PARK CITY, UTAH - JANUARY 23: (L-R) Cooper Hoffman and Olivia Wilde attend the "I Want Your Sex" Premiere during the 2026 Sundance Film Festival at Eccles Center Theater on January 23, 2026 in Park City, Utah. (Photo by Arturo Holmes/Getty Images)
Cooper Hoffman and Olivia Wilde attend the "I Want Your Sex" Premiere during the 2026 Sundance Film Festival at Eccles Center Theater on January 23, 2026 in Park City, Utah. Arturo Holmes/Getty Images

Araki pitches his material as cartoony to the point of indulging in some gonzo animation, most notably a fantasy sequence in which Elliot imagines Minerva opening her shirt to reveal gargantuan boobs.

There’s a lightheartedness to I Want Your Sex that bolsters its humor, and an attempted threesome between Erika, Elliot, and Apple locates the perfect crazy-awkward-uncomfortable-scary tone for a film that recognizes sexual exploration and experimentation as both potentially liberating and destructive.

Meanwhile, Erika’s jabs about Elliot’s generation’s uptight, stunted “retro sex negativity,” and his level-headed response regarding the factors that have turned his contemporaries socially inept, prove amusing nods to today’s shifting sexual landscape.

Despite that conversation’s even-handedness, I Want Your Sex is surprisingly conservative for a director who’s never been much of a traditionalist.
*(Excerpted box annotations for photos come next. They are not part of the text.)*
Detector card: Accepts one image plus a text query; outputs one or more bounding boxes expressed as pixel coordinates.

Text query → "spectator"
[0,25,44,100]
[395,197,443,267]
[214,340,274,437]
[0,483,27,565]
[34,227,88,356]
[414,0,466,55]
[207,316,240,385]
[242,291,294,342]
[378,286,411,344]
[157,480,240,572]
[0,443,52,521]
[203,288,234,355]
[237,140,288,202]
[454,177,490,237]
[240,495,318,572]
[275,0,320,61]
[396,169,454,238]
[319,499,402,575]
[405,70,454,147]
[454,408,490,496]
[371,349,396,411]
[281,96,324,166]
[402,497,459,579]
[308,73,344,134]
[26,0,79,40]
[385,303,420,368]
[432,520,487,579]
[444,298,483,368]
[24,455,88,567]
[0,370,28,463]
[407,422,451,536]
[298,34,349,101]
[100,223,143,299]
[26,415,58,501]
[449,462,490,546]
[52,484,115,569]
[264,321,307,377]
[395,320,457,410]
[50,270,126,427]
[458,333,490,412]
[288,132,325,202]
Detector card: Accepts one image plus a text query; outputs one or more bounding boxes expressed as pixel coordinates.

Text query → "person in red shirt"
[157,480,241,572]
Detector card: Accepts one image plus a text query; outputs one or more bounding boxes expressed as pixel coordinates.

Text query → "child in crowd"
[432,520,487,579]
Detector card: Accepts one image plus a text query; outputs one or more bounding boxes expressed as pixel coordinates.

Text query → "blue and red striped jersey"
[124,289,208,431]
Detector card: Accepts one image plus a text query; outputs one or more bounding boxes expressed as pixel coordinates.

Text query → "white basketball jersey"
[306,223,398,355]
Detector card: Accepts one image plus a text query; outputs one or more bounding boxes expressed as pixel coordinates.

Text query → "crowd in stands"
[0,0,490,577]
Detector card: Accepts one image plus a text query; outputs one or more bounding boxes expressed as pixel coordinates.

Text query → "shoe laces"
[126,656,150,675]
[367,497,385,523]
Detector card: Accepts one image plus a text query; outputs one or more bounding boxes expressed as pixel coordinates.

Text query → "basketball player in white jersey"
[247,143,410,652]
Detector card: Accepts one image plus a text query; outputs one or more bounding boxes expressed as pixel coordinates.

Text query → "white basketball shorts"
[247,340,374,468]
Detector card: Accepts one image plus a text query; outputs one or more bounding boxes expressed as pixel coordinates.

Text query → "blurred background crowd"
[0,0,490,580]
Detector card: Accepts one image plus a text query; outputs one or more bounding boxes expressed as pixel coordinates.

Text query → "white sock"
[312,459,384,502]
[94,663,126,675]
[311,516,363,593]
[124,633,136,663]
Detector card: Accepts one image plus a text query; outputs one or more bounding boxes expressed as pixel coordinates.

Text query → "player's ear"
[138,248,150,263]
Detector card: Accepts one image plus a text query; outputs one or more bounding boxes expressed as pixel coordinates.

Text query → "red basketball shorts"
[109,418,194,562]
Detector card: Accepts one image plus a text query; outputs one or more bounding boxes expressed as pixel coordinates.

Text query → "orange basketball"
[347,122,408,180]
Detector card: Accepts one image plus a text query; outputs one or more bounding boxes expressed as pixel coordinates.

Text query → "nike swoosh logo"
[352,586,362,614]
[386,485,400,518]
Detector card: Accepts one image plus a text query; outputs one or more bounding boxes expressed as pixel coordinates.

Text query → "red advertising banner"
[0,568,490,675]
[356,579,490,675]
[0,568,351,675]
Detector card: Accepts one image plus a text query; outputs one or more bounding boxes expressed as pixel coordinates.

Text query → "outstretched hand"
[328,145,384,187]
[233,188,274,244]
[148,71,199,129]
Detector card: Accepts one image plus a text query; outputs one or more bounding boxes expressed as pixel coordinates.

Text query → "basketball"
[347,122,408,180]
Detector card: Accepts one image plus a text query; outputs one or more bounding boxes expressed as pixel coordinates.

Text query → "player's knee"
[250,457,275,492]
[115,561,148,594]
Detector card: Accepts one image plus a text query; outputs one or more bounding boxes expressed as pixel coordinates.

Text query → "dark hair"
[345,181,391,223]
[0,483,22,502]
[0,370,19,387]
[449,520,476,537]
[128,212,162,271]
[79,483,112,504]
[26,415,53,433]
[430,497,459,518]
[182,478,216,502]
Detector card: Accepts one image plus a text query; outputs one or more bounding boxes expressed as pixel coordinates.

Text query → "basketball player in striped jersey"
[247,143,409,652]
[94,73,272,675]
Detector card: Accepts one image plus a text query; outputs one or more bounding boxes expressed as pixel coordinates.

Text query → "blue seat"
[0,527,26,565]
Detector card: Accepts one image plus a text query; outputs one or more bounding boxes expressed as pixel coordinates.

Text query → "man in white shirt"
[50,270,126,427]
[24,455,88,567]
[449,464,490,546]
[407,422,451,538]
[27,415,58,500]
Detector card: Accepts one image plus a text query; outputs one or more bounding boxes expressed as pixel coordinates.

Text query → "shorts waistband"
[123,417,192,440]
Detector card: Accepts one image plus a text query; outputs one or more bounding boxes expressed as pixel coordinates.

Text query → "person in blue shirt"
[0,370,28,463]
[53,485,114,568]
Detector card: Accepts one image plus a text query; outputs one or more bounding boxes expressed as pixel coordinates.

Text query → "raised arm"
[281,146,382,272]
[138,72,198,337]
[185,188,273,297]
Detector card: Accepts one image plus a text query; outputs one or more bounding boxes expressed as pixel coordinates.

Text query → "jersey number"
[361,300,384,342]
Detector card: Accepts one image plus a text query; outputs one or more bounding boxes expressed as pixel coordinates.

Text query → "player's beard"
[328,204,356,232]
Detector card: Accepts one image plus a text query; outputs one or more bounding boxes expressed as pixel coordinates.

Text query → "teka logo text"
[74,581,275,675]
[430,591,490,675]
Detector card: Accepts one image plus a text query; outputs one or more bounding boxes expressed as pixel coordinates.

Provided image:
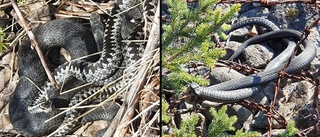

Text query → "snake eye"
[39,100,52,113]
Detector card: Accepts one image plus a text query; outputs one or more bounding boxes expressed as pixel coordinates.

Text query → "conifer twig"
[10,0,59,88]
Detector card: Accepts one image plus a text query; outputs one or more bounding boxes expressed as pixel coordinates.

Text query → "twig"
[104,3,160,137]
[10,0,59,89]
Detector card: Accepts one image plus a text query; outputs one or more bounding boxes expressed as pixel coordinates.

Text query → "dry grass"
[0,0,160,136]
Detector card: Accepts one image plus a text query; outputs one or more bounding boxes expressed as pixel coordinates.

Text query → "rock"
[239,7,269,21]
[226,105,252,130]
[229,26,250,42]
[268,3,318,30]
[263,82,284,105]
[251,103,295,129]
[243,44,273,68]
[283,81,314,110]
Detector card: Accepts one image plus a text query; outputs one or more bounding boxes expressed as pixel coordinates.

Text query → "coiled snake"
[9,0,157,136]
[188,18,316,102]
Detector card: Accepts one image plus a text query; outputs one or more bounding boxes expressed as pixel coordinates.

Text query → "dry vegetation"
[0,0,160,136]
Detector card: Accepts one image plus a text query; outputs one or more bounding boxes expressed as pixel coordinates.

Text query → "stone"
[239,7,269,20]
[243,44,274,68]
[221,41,242,60]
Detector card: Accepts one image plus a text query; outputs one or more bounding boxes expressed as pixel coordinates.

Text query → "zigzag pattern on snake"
[9,1,157,136]
[188,18,316,102]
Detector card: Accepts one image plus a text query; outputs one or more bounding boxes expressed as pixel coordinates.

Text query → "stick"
[10,0,59,89]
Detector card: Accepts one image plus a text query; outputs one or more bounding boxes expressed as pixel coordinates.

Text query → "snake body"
[9,19,96,136]
[9,1,157,136]
[188,17,316,102]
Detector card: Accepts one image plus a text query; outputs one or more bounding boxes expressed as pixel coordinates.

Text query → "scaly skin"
[188,29,316,102]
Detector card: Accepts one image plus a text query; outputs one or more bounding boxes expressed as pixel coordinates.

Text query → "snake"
[9,0,157,136]
[187,18,316,102]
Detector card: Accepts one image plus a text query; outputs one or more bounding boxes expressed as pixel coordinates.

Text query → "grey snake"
[188,19,316,102]
[9,0,157,136]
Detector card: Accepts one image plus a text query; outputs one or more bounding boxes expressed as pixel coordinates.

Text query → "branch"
[104,3,160,137]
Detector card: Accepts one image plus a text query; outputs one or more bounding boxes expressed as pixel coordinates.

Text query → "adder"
[9,0,157,136]
[187,18,316,102]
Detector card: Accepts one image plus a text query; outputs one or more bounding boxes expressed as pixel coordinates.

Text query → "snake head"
[28,100,52,114]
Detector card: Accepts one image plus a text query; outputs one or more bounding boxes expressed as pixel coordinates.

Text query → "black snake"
[9,0,157,136]
[188,18,316,102]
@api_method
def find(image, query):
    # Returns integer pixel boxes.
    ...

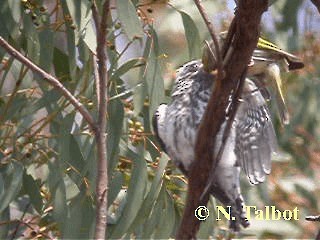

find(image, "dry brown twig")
[176,0,268,239]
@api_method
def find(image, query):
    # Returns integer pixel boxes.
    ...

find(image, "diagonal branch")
[0,36,96,132]
[176,0,268,239]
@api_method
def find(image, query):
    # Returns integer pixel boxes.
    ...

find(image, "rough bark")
[176,0,268,239]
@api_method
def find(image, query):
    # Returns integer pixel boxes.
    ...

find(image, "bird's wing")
[235,79,277,184]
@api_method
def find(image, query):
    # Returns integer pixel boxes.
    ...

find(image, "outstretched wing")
[235,79,277,184]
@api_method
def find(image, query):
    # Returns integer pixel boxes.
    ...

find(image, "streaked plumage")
[153,61,277,231]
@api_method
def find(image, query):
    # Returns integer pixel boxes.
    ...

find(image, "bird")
[202,35,304,125]
[152,35,304,232]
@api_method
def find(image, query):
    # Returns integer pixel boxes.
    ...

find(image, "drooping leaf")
[63,191,95,239]
[0,161,23,213]
[109,144,147,238]
[179,11,201,60]
[116,0,143,40]
[107,91,124,174]
[23,173,43,213]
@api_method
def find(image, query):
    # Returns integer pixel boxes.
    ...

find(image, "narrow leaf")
[116,0,143,40]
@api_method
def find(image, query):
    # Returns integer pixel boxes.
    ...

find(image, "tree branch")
[194,0,223,79]
[92,0,110,239]
[0,36,96,132]
[177,0,268,239]
[311,0,320,13]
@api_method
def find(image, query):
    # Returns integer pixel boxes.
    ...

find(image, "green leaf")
[39,28,54,72]
[48,161,68,230]
[110,148,147,239]
[108,171,124,207]
[53,48,70,82]
[179,11,202,59]
[61,0,78,81]
[65,0,97,53]
[63,191,95,239]
[22,11,40,64]
[110,58,141,81]
[133,35,152,116]
[107,93,124,174]
[153,187,176,239]
[0,207,10,239]
[0,161,23,213]
[116,0,143,40]
[129,154,169,232]
[7,0,21,23]
[144,29,164,122]
[23,172,43,214]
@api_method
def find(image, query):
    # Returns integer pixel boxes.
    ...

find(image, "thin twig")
[311,0,320,13]
[92,0,110,239]
[194,0,223,82]
[0,36,96,132]
[93,54,101,106]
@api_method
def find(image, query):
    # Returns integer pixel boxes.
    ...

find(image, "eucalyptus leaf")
[116,0,143,40]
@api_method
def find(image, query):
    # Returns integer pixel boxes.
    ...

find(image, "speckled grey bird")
[153,60,277,231]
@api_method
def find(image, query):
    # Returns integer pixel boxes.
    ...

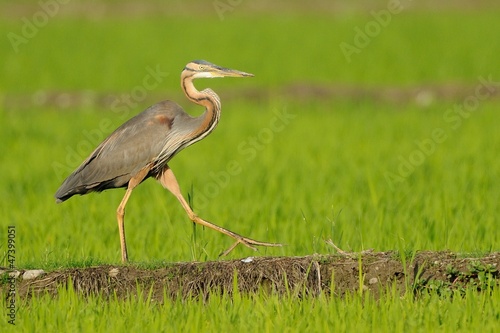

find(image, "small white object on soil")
[9,271,21,279]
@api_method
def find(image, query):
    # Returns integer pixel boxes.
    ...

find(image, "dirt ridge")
[4,251,500,302]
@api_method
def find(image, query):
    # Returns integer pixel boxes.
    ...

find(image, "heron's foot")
[189,211,283,257]
[219,236,283,257]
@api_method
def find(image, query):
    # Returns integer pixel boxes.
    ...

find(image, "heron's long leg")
[158,166,282,255]
[116,167,150,263]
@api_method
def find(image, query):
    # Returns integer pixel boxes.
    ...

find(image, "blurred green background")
[0,0,500,267]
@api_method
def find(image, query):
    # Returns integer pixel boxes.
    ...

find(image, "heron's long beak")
[217,67,253,77]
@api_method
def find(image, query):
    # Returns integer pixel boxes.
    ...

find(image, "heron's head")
[184,60,253,79]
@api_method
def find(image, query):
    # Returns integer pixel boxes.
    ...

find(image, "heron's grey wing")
[55,101,186,201]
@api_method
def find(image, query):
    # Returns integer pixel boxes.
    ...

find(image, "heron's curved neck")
[181,72,220,113]
[181,72,221,143]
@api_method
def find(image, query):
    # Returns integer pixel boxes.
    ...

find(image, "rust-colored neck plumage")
[181,70,221,142]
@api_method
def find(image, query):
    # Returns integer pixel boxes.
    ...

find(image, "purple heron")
[55,60,281,262]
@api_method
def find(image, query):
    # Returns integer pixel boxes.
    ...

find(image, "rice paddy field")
[0,0,500,332]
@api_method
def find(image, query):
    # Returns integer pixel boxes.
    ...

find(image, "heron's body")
[55,60,280,262]
[56,101,195,201]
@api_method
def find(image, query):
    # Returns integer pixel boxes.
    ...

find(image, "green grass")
[7,282,500,332]
[0,4,500,332]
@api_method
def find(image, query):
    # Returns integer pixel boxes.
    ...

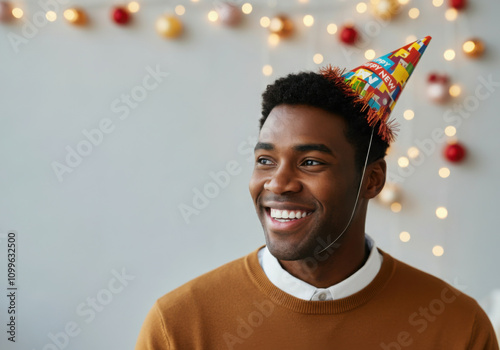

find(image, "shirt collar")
[258,235,383,300]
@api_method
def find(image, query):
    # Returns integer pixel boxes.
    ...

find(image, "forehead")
[259,105,350,149]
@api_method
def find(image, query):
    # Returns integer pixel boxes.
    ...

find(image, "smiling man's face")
[249,105,359,260]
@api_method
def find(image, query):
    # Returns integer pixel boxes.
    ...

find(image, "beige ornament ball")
[370,0,401,20]
[377,183,401,206]
[155,15,182,39]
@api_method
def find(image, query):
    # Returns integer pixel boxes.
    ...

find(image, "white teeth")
[271,208,311,222]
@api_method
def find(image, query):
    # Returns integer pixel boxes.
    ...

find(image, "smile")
[269,208,312,222]
[266,207,313,231]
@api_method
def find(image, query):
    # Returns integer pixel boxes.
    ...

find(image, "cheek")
[307,172,355,210]
[248,171,264,202]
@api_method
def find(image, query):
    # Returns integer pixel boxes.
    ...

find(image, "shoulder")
[379,249,483,317]
[157,251,257,312]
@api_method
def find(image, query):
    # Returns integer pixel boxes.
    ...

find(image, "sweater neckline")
[245,246,395,314]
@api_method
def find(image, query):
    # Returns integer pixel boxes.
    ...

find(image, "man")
[136,38,498,350]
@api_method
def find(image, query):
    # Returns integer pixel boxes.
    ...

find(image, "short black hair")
[259,72,389,173]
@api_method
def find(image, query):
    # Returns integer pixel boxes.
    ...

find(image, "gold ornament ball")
[269,15,294,38]
[63,8,87,26]
[370,0,400,19]
[462,38,485,58]
[376,183,401,206]
[156,15,182,38]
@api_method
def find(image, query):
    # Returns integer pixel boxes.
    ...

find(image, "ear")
[363,159,387,199]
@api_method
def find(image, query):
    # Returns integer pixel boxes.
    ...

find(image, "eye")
[257,157,273,165]
[302,159,325,166]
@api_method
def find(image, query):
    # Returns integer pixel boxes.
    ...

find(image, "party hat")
[321,36,431,143]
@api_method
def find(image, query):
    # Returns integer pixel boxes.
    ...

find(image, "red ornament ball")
[112,7,130,25]
[340,25,358,45]
[444,142,466,163]
[450,0,467,10]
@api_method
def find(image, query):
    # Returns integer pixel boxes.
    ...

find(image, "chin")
[266,232,314,261]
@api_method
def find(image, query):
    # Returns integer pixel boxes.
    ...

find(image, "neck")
[280,232,369,288]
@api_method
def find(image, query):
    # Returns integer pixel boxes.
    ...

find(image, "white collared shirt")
[258,234,383,301]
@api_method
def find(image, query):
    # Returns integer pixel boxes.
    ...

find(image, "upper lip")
[262,202,314,212]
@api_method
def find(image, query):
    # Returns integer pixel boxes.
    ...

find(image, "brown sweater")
[136,250,498,350]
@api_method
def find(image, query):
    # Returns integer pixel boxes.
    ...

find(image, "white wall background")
[0,0,500,350]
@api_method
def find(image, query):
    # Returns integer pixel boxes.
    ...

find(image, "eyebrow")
[254,142,334,156]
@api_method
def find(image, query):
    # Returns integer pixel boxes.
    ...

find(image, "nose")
[264,164,302,194]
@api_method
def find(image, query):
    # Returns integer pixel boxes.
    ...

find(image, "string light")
[267,33,280,47]
[174,5,186,16]
[403,109,415,120]
[356,2,368,13]
[443,49,455,61]
[449,84,462,97]
[127,1,141,13]
[444,9,458,22]
[444,125,457,137]
[326,23,338,35]
[399,231,411,242]
[262,64,273,77]
[241,2,253,15]
[63,8,86,25]
[365,49,375,60]
[302,15,314,27]
[432,245,444,256]
[439,167,450,179]
[208,10,219,22]
[260,16,271,28]
[398,157,410,168]
[313,53,323,64]
[436,207,448,219]
[408,147,420,159]
[391,202,403,213]
[45,11,57,22]
[462,40,476,52]
[408,7,420,19]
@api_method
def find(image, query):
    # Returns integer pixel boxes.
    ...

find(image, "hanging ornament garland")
[340,24,359,45]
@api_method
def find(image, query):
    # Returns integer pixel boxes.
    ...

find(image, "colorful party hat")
[321,36,431,143]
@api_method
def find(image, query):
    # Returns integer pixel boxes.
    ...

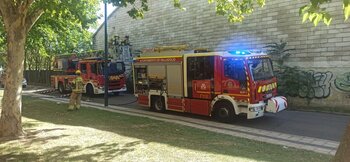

For all its boundary-pushing bravado, the film has a sneakily conventional heart, such that despite Erika’s belief that sex gives people a sense of identity and control, it eventually imagines bedroom madness leading to, if not actual monogamy and true love, then at least subconscious thoughts about it. Araki shrewdly doesn’t try to reconcile his tale’s warring impulses.

Nonetheless, there’s a nagging impression that, when it comes to licentiousness, he’s pulling his punches.

I Want Your Sex deliberately takes a more mainstream approach to its randy material, and its self-awareness—like Elliot saying that the primary things separating sexually explicit art and pornography are “lighting, context”—is central to its tongue-in-cheek ridiculousness.

It’s too bad that it can’t sustain its initial breakneck verve. Even at a concise 90 minutes, the film accurately emulates Elliot by crawling to the finish line. Still, Wilde and Hoffman’s yin-yang chemistry is spicy and sweet enough to keep things spirited, and the director’s florid flourishes and elastic, bubbly visuals have a vibrancy that fits this goofy material like a glove.

As interested in eliciting laughs as generating heat, Araki’s latest (which concludes with a cameo from his former leading man James Duval) wants nothing more than to be a rollicking ode to getting off by doing what you want—and, additionally, by being told what to do.

If its navigation of these treacherous emotional-sensual waters is a bit surface-level, it remains an entertainingly steamy odyssey about the search for fulfillment in life, love, work, and bed.